Why not say good morning to the one you love as you open the door each morning … it will only take a moment …
I am paraphrasing a poem by Hafiz, the Sufi mystic poet. Imagine hearing it out loud in a rounded room with tall windows overlooking the mountains. The ridges are a light-imbued silver grey, as though the returning sap glows in the wood like a flush on healthy skin.
The woman wrapped in a rainbow tallit sings a prayer, a rippling music, calling and low and joyful, and she beats time on a guitar. One Saturday morning (in another spring), My friend the Velveteen Rabbi invited me to her annual poetry service at Congregation Beth Israel. This small group of us came over the mountains to say, in different ways, a good morning.
It’s a good feeling to start the day with poetry. It’s a clear, simple mental exercise. It’s an intimate greeting. It is, yes, like giving someone a thank you as I walk out the door, and it may be as quick as a hug, and as simple or as complicated as holding someone in my arms. And as satisfying as wading in the mud.
Reading poetry may surprise me with aptness — as happened that morning, when the congregation began to sing a prayer for people traveling, people without a homeland, and for the first time that morning, I knew the tune: there is a ship, and she sails the sea; she’s loaded deep as ship can be, but not so deep as the love I’m in. I know not if I sing or swim. We were singing an age-old Hebrew prayer to the music of Peter, Paul and Mary out of my childhood, and both are songs of rootlessness and longing and love. And I looked up in quick delight.
Today is April 1, and across the country people are taking up the challenge of a poem a day. There are local and informal (and virtual) gatherings. There are national online congregations. And there are people working from home on raw mornings in early spring snow who find out that even between deadlines we can write a short poem in a day. It may be a draft, and I may write it here and there, in pauses, while I’m waiting for my email to load, but I can begin.

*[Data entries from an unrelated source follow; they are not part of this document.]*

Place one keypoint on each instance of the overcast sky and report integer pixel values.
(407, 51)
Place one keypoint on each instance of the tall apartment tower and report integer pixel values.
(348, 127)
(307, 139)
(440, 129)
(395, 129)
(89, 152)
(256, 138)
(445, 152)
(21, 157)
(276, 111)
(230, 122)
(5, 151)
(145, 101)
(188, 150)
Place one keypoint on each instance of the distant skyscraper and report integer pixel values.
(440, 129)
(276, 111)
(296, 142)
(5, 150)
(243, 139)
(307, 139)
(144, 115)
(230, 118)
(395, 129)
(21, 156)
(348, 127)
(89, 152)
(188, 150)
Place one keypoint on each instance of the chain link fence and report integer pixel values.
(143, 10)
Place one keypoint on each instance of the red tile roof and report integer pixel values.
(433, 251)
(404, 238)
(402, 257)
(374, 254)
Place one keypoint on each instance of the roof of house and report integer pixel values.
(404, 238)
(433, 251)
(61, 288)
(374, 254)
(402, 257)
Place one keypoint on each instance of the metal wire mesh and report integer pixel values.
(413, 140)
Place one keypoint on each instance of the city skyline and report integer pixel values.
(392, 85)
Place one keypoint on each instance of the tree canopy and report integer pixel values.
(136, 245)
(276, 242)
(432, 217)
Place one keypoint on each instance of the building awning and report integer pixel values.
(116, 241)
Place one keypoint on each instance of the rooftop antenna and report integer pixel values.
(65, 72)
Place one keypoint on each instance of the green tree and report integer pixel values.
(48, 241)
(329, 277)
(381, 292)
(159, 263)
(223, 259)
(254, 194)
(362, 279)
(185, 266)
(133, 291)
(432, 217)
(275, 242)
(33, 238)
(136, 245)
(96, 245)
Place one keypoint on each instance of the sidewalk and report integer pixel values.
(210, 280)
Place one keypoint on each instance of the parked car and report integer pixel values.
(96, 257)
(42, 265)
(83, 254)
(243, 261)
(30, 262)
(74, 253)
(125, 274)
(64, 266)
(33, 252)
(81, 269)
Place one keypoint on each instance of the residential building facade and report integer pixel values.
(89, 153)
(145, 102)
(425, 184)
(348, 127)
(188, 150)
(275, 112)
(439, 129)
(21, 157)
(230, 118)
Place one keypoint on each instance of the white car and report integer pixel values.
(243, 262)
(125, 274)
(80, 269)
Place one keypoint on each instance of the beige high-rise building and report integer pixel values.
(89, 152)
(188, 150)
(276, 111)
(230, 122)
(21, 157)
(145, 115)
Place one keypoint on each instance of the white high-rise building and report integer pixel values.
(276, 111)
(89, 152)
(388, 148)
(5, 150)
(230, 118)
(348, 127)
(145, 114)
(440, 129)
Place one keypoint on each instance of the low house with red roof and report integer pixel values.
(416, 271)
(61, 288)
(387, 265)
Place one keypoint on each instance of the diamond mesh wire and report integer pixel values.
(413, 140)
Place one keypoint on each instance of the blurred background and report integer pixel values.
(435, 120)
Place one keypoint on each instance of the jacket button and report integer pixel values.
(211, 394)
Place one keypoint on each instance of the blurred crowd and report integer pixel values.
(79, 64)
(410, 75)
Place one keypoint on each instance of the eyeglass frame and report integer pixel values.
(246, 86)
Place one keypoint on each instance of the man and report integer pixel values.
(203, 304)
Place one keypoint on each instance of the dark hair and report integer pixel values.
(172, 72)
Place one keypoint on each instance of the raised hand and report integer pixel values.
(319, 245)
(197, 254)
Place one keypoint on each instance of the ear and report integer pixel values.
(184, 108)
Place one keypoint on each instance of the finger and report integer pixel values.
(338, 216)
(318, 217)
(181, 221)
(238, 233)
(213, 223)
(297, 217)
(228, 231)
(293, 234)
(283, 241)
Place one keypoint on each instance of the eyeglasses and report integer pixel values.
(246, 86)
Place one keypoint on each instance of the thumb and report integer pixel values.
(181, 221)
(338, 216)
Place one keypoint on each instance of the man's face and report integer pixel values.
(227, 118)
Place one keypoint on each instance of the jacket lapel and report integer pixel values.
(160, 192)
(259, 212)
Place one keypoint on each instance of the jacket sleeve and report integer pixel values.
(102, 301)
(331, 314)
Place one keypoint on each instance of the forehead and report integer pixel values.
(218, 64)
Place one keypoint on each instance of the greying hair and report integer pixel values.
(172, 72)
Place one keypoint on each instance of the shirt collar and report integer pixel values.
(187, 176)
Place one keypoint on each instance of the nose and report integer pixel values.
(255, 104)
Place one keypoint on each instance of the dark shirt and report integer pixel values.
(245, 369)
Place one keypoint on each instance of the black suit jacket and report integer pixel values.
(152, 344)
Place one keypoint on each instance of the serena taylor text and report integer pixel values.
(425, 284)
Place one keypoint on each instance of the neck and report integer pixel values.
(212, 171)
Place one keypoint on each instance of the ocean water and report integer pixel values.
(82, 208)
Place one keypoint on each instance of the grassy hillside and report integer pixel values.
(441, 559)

A gathering like 30×30 acts, for me, like friends who get together to walk in the woods, knowing that they will get outside more together than they do alone. Some may book down the trail without seeing the trees, and some may find once they get outside that the wood frogs have woken up again, and may see for the first time the fairy shrimp swimming upside down in the vernal pools.
Put more simply, I’ve found that taking part in the 30×30 wakes me up a little. It stretches me. I’m writing cinquains (and finding out what they are) when I might have been doing crossword puzzles. It’s a small, continual push to think.
And there’s a lot to be said for a small, continual push to think. I’m re-reading “The Secret Garden,” and for a practical example, here are Mary and Colin, the lonely, spoiled and disagreeable children, who decide by slow steps to think about robins and iris bulbs and the people who cook their food and the house they live in — and what they call the magic that begins to make them feel more whole. Colin begins, as a scientific experiment, to say aloud every day the magic is in me. It is making me well.
He is saying good morning to the world. And it works.
This column is adapted from a post from my Berkshires Week days, April 11, 2013.